Barbara
Barbara
Avant de refermer le journal, elle en relut les dernières pages.
Mercredi 3
Depuis que j’ai rencontré Barbara, je ne touche plus terre. Quand elle m’a abordé sur la plage, j’ai cru rêver. Une aussi jolie fille, qui m’invite tout de go à passer les vacances dans son domaine ! Et quel domaine ! Tout y semble parfait, chaque objet choisi avec goût et disposé à l’endroit idéal.
C’est tellement reposant, comparé au capharnaüm de mon appartement. On dirait qu’elle parvient à ordonner l’univers.
Jeudi 4
Elle est tellement parfaite. Avec elle, tout arrive comme par magie au moment où on le désire. Tout est tellement simple.
Et puis, nous avons chacun notre jardin secret. C’est tellement important de conserver ça dans un couple. Moi, je t’ai, mon journal, qu’elle n’ouvrira jamais, et elle sa cabane dans le parc, dont j’ai promis de ne pas approcher.
Et bien sûr il y a nos nuits ! Son boa bleu qu’elle conserve comme seul vêtement ! Ça me met dans des états ! Elle joue aussi à me le passer autour du cou et sur tout le corps, c’est terriblement sexy.
Vendredi 5
Un repas comme je n’ai jamais mangé de ma vie ! Je crois que c’était du veau, mais à ce niveau de délice, ça n’a plus de nom. Elle a catégoriquement refusé que je l’aide à cuisiner. « Secrets de sorcière ! » m’a t-elle dit. De fée, bien sûr.
Boa bleu, cordon bleu, ciel bleu, je vis un vrai conte de fée !
Samedi 6
Incroyable comme le recyclage peut avoir une résonance cosmique. Barbara est une experte en la matière. Il faut dire que je m’étais trompé de bac en essayant de l’aider à débarrasser, et j’ai eu droit à une leçon complète sur l’art de ne rien laisser perdre. J’avais pourtant des excuses car ce n’est pas deux bacs qu’elle utilise, mais cinq.
Dimanche 7
Petite ombre au tableau.

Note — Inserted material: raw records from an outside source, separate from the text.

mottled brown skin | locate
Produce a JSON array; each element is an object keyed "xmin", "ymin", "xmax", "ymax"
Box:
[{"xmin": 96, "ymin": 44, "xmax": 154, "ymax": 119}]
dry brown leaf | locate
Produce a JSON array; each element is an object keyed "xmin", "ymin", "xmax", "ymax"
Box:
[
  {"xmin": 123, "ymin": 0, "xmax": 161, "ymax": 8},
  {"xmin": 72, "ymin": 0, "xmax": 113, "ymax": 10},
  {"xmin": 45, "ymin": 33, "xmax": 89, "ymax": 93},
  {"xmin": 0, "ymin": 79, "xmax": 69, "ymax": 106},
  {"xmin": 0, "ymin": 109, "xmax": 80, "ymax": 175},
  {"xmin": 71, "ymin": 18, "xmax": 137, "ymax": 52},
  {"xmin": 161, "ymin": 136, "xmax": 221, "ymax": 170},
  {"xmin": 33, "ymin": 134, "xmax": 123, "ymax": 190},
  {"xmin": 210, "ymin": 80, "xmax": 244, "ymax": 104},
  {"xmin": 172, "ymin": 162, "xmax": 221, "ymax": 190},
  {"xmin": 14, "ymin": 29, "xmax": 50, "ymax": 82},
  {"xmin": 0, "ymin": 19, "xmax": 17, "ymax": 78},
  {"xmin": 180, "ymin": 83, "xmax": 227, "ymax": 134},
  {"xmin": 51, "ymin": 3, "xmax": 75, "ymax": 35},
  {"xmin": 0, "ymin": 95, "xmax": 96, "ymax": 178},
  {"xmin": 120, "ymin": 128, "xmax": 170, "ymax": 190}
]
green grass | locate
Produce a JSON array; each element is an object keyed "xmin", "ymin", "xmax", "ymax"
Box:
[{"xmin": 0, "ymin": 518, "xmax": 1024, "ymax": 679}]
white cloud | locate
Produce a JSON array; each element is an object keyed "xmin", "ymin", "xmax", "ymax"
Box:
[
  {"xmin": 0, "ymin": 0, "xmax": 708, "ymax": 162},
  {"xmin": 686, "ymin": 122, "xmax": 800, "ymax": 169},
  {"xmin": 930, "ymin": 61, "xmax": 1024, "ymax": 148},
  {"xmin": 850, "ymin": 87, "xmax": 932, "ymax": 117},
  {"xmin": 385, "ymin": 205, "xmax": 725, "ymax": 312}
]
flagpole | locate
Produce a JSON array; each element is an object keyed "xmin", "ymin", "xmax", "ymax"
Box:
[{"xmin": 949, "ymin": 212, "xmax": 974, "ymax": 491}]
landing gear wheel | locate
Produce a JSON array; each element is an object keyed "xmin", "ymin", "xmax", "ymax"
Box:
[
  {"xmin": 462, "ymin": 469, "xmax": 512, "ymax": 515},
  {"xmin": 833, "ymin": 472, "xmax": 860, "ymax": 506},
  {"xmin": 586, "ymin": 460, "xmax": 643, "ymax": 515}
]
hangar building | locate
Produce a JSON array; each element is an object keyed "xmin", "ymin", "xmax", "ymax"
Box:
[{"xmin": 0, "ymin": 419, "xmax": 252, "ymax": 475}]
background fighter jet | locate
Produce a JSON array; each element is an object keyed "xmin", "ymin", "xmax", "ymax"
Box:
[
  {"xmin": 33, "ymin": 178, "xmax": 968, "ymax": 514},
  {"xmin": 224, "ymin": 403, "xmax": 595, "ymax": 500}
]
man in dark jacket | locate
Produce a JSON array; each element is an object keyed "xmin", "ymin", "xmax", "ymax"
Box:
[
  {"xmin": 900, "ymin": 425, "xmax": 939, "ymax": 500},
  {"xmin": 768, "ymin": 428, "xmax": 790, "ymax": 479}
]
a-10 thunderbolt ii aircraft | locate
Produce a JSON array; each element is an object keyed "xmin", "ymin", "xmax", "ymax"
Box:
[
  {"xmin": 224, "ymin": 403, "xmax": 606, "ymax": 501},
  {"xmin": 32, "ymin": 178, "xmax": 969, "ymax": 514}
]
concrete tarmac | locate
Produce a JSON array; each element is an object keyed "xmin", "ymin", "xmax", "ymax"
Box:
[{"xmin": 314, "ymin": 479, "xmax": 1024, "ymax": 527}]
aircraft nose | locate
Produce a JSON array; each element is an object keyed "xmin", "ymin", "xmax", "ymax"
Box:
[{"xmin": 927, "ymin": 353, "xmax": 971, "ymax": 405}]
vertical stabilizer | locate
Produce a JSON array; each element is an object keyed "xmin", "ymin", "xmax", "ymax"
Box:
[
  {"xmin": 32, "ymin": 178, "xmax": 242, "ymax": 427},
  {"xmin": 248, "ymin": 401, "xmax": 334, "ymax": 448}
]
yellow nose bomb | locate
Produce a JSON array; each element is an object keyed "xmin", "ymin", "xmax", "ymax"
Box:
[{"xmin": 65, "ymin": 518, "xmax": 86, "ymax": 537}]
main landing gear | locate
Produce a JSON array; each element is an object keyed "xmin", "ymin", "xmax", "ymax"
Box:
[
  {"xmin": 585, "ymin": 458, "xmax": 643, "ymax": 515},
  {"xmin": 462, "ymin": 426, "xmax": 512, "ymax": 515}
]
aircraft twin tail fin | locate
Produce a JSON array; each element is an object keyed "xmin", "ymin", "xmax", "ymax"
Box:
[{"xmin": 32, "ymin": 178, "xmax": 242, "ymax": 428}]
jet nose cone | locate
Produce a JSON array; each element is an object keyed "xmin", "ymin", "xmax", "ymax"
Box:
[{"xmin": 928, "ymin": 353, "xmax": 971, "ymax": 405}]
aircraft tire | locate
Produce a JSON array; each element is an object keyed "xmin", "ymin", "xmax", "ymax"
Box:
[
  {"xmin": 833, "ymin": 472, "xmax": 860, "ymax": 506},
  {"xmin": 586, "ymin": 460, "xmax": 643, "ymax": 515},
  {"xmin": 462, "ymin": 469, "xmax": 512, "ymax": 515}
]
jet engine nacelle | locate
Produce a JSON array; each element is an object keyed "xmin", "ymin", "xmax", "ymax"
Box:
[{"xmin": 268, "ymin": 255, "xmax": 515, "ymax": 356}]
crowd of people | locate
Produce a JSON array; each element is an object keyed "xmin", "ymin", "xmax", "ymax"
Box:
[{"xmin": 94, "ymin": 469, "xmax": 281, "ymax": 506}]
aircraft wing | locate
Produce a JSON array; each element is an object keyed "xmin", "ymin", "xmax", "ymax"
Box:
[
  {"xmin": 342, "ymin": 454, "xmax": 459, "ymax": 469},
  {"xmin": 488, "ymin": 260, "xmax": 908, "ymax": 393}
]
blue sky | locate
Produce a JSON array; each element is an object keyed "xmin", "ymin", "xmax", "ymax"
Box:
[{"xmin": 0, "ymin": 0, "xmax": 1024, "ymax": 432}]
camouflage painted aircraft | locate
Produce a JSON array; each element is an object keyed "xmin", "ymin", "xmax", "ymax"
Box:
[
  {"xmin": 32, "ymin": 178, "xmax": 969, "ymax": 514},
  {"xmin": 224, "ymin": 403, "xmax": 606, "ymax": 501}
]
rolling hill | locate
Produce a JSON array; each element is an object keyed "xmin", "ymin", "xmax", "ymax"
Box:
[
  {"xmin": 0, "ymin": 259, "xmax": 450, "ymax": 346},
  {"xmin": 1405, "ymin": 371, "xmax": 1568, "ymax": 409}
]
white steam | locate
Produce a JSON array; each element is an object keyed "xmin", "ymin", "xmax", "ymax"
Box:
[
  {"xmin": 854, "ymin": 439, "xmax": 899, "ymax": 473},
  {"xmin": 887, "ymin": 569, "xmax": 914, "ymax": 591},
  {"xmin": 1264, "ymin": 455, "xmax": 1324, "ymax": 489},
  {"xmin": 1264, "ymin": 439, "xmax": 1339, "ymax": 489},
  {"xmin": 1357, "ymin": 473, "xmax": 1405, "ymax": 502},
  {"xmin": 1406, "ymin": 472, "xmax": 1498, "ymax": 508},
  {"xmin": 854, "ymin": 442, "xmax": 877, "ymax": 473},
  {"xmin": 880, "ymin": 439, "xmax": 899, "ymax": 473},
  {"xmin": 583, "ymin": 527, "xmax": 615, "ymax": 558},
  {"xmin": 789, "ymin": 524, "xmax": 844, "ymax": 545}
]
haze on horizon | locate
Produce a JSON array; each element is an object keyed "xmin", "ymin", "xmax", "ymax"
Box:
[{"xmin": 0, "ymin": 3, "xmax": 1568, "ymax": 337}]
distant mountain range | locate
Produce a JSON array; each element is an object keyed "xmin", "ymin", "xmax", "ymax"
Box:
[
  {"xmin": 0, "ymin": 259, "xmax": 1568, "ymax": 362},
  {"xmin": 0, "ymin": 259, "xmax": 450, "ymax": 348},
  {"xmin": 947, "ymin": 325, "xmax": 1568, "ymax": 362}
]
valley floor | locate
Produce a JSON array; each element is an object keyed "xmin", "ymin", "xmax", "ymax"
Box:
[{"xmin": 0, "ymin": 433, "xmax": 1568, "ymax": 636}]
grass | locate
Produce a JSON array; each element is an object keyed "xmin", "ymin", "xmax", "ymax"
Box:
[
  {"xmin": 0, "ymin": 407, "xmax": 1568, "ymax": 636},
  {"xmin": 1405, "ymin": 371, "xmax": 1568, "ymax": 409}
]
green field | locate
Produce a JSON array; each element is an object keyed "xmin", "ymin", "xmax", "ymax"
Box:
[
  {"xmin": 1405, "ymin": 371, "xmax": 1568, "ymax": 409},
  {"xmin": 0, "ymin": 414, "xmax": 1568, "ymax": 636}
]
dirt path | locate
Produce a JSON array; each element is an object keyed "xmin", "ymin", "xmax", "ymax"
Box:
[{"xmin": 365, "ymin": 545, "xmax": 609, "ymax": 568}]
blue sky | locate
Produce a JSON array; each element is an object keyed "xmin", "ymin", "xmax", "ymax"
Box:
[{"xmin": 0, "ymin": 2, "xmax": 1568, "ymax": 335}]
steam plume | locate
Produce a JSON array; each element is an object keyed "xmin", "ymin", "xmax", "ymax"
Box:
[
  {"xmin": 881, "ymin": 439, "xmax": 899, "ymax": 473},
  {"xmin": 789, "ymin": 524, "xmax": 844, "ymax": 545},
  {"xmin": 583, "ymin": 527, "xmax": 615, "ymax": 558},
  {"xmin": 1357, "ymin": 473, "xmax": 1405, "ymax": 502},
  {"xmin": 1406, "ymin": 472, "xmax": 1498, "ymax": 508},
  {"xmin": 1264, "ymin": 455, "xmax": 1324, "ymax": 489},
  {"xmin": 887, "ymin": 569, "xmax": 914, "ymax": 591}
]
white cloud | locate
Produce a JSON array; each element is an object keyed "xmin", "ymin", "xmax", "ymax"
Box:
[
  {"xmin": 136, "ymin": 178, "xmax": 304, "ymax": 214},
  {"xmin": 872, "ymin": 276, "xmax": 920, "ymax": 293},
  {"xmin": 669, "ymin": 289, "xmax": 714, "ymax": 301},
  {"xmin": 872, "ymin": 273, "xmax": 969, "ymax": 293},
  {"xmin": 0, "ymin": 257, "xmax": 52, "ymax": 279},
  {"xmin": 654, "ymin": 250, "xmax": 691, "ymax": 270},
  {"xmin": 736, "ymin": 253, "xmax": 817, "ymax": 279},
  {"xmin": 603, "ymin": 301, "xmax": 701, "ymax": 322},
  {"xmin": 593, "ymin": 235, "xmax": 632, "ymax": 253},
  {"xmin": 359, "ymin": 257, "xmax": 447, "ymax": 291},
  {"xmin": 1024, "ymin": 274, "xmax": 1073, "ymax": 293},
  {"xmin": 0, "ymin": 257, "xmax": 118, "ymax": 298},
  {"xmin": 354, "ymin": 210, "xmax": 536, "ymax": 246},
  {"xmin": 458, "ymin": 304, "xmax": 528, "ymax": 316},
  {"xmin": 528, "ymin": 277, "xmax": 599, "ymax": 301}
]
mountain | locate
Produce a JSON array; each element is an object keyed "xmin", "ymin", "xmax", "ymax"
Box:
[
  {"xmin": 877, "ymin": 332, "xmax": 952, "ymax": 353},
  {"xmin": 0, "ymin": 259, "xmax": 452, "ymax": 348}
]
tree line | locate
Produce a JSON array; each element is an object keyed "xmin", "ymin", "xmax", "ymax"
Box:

Barbara est partie tout l’après-midi. J’en ai profité pour lire dans le parc. J’étais bien… Mais lorsqu’elle est rentrée, elle m’a demandé si je n’avais pas touché à la clé de sa cabane et s’est un peu énervée. Elle a fini par la retrouver, mais l’a observée minutieusement puis m’a regardé d’un air soupçonneux. Elle est bizarre, parfois.
Heureusement, le soir, elle s’est détendue. Nous avons fait l’amour comme jamais. Elle m’a lié les mains avec son boa, c’était délicieux.
Lundi 8
Quand-même, je continue à me poser des questions sur Barbara.
Par exemple, cette façon de toujours tout remettre en place aussitôt après utilisation. Au début, je trouvais ça assez charmant, mais à présent, ça commence à m’agacer. Par exemple, il suffit que je me retourne une minute et mon cendrier a disparu, il est vidé lavé et en train de sécher sur l’évier. Ou mes vêtements que je retrouve pendus à un cintre alors que je les avais posés sur une chaise. Ma brosse à dents qui revient dans ma trousse de toilette.
Mardi 9
Ça paraît délirant, mais parfois elle me fait un peu peur. Après l’amour, je me demande parfois ce qu’elle rêve de faire de moi lorsque j’ai fait mon office. Me laver et me ranger dans un coin ? Et quand je ne lui serai plus utile ? C’est qu’elle a aussi cette volonté de ne rien laisser perdre.
J’aurais dû faire davantage attention à ses manies.
Elle referma le journal d’un coup sec et le rangea dans le carton, avec ses affaires. Bien rangées, pour une fois.
Ses manies ! Il ne s’était pas regardé. Enfin, peut-on être si désordonné ? Comme un chien pose sa crotte. Il fallait toujours passer derrière lui. Comment avait-elle réussi à le supporter aussi longtemps ?
Dommage, à part cette sale habitude de tout laisser traîner, c’était un gentil garçon et un bon amant. Elle remit le carton sur l’étagère, entre Julien et Boris. Quant à lui… il faudrait qu’elle achète un autre congélateur. L’autre commençait à être plein.